# (IR) IR Interlude: Turns 5-6 (Thread 1)



## Mr. Draco (Mar 19, 2002)

Here's the interlude thread...


----------



## Mr. Draco (Mar 19, 2002)

Kalanyr, I'm pretty sure everybody has some measure of invisibility to 10th level scrying.  Seeing that even Alzem has 16PL unaccounted for as of the last lists post (the least of everybody).


----------



## Kalanyr (Mar 19, 2002)

Everyone did but guess who it benefits most?


----------



## The Forsaken One (Mar 19, 2002)

*kaboom.*



> Edena is trying to keep the IR going.




Try a AL scan on Edena and then let's talk again


----------



## Mr. Draco (Mar 19, 2002)

Let's see what edena says about it all.  Personally i'm in favor of a longer IR, even if that means they have fast healing: 250 for a few turns.  It would be acceptable to me, if edena just slowed melkor's magic research due to his huge losses.


----------



## Darkness (Mar 19, 2002)

Yeah... Letting them live is okay - letting them also get 10th-level magic is not.


----------



## Forrester (Mar 19, 2002)

Not so sure the turn should be over -- there was a big battle between Alzem and Anabstercorian to resolve. I don't think Edena ever said that the turn MUST ABSOLUTELY end at 400 posts. 

However, that thread did need to be closed, as it was near 200. 

We should wait here and find out what Edena wants, in any case; I would not be surprised if he just decided to resolve the battle here. Of course, I also wouldn't be surprised if he opened up the third thread for the turn. 

Forrester


----------



## Mr. Draco (Mar 19, 2002)

Good point Forrester, although i think edena actually said once that a turn was 400 posts, or two threads, however long that lasted IC.

Either way, we can't do much until Edena gets on.


----------



## LordMelkor{Talos} (Mar 19, 2002)

Sorry guys but I have been spending over half of my power level on magical research from the first turn, and I lost some battles because of it, and now I get help from some other factions!
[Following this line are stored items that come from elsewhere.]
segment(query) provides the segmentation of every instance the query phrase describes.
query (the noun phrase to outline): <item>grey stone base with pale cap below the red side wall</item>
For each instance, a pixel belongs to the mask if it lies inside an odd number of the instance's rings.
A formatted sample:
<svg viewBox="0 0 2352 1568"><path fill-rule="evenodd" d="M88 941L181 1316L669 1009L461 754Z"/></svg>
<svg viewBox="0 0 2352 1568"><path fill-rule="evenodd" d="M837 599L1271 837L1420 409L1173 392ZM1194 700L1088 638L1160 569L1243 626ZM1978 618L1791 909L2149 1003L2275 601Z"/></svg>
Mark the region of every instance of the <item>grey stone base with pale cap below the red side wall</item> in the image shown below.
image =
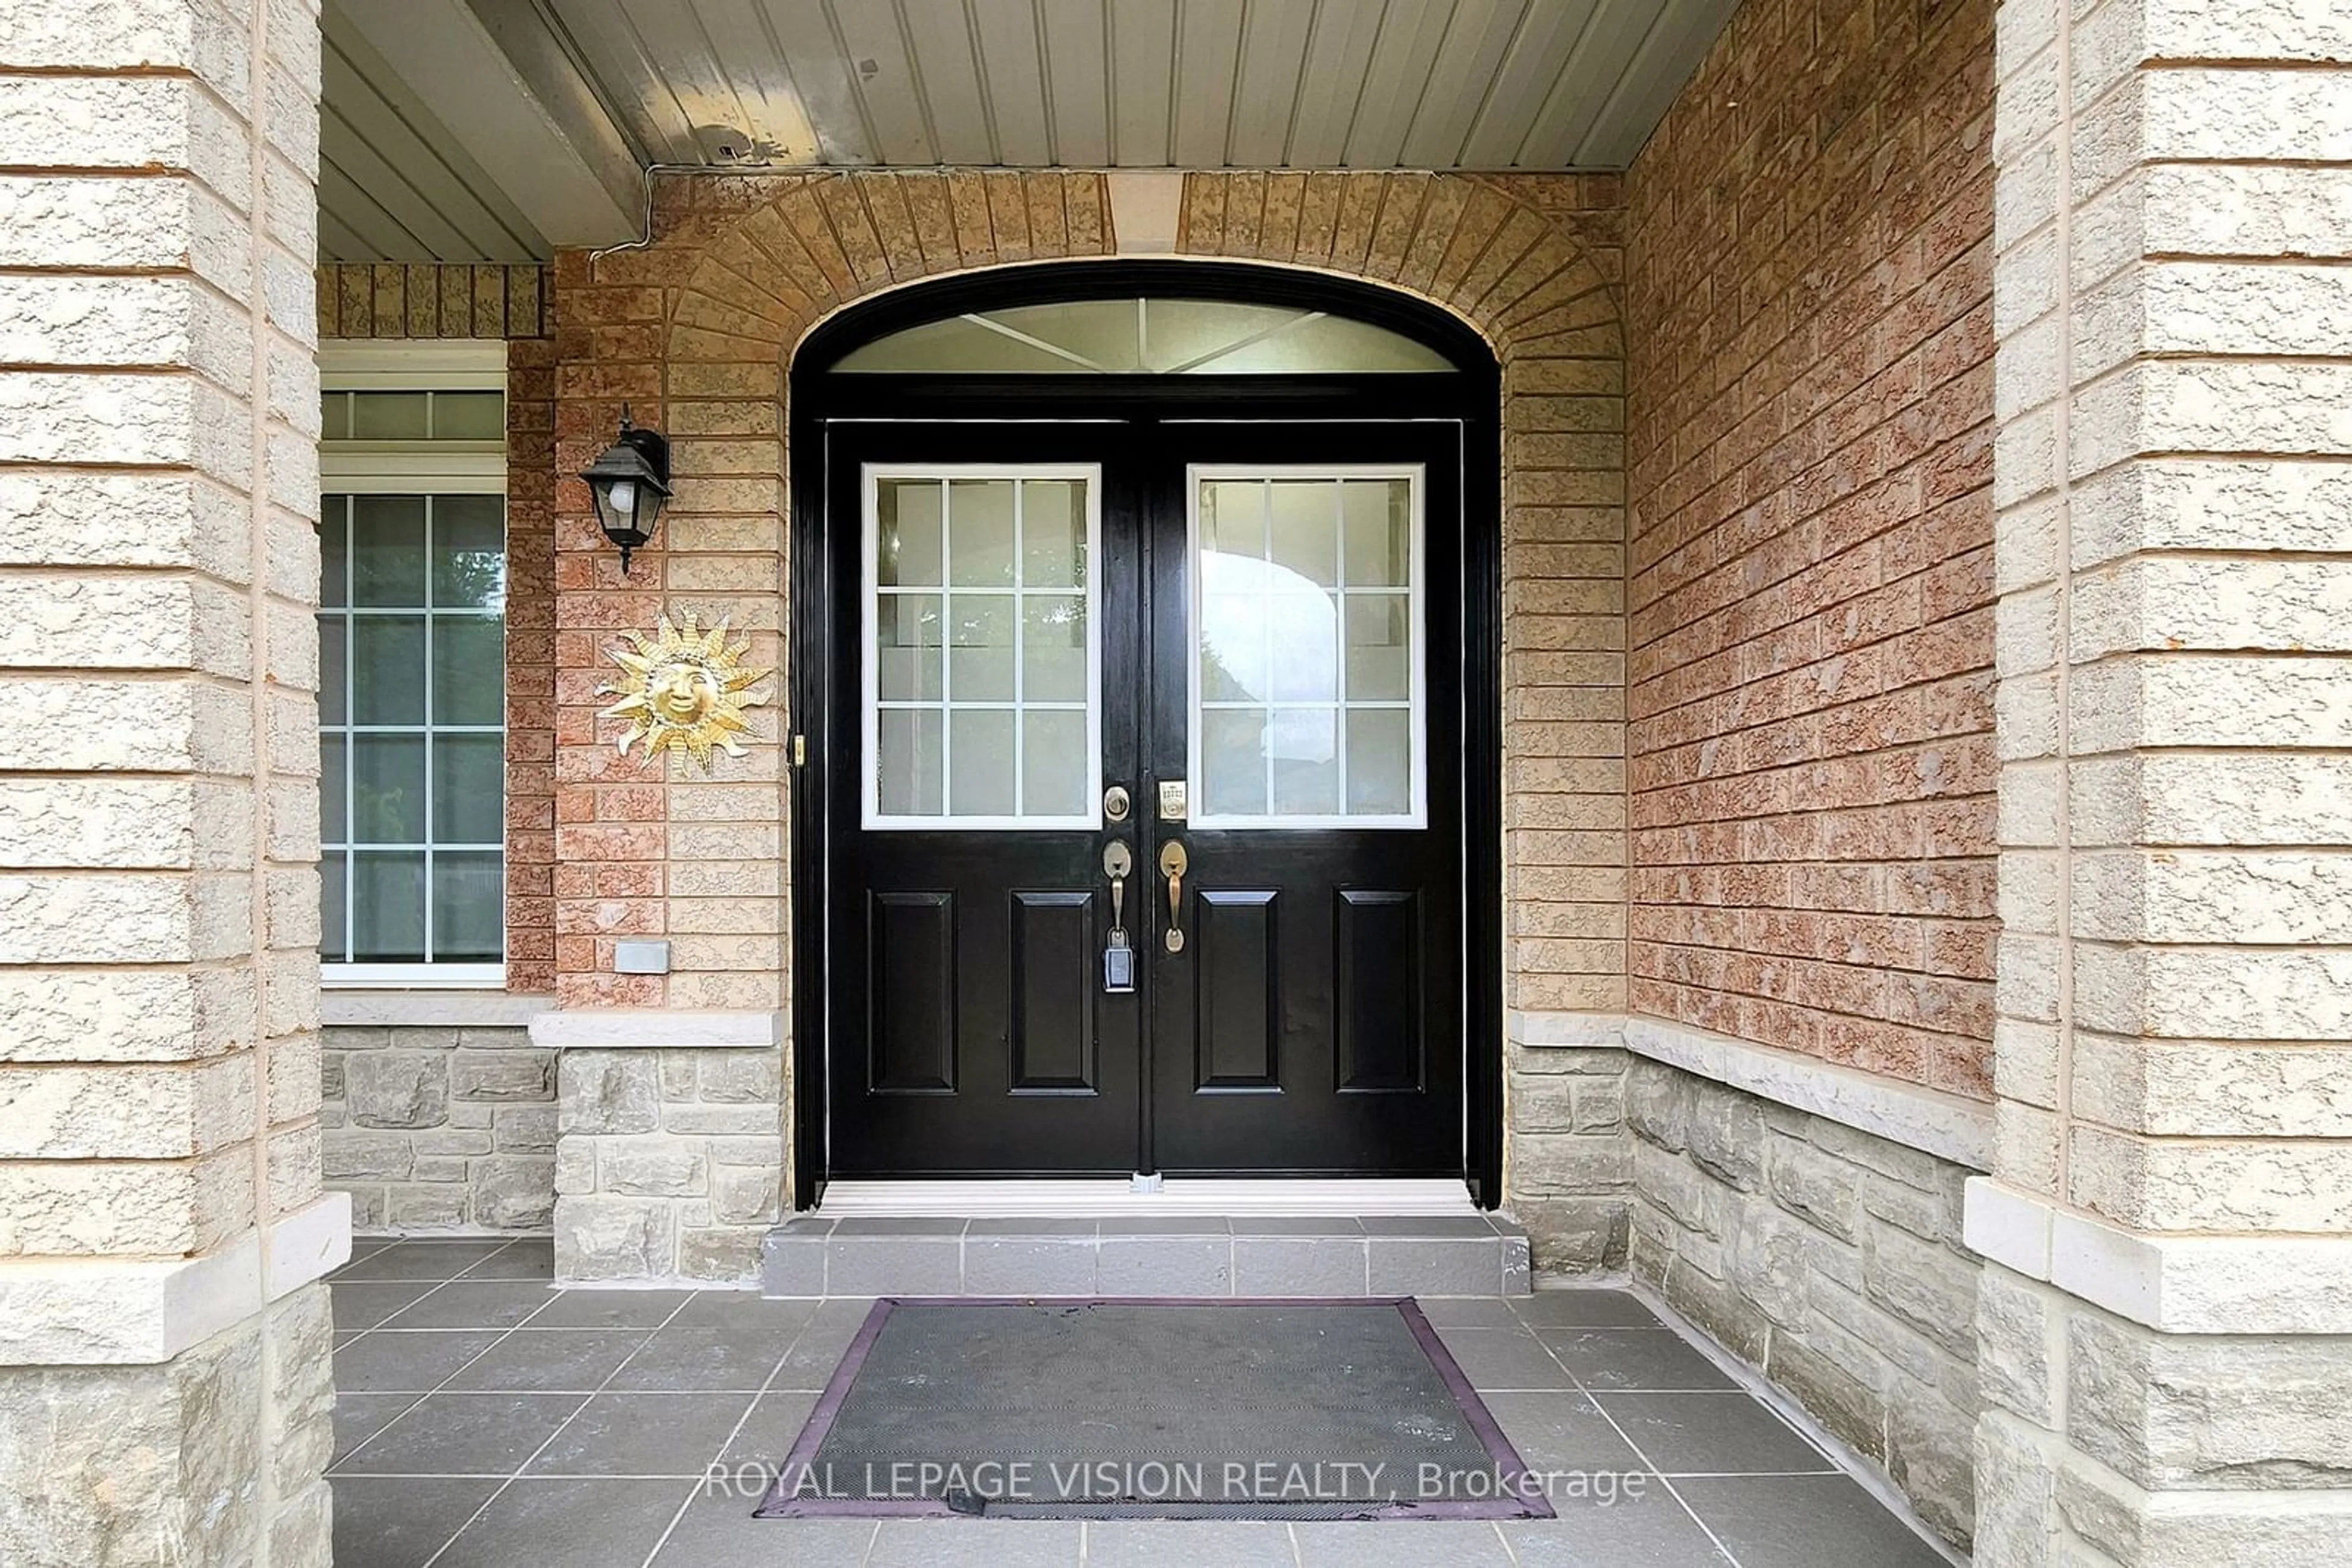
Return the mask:
<svg viewBox="0 0 2352 1568"><path fill-rule="evenodd" d="M1515 1013L1510 1034L1515 1093L1559 1060L1623 1095L1623 1185L1534 1204L1621 1206L1635 1281L1966 1547L1983 1262L1962 1222L1983 1166L1950 1154L1983 1159L1987 1110L1658 1018ZM1545 1248L1526 1206L1538 1274L1609 1267Z"/></svg>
Not to mention I am able to use 10th and 11th level magic on Toril, and have descendants of Netherese on my side!


----------



## Forrester (Mar 19, 2002)

Yeah, and when you devote too much PL to magical research, and lose your entire nation, and all of your scientists die -- 

well, you shouldn't get full credit for all of your magical research that turn, now, should you?

I take it that you have your Dragons doing the research now? *sigh*


----------



## LordMelkor{Talos} (Mar 19, 2002)

And it seems that my full force WASN`T decimated, I had reserves in Plane of Shadow and Toril.


----------



## Mr. Draco (Mar 19, 2002)

Hey, darkness, could you close this thread?  There's no further need for it now that edena's back.


----------



## Darkness (Mar 19, 2002)

Done.


----------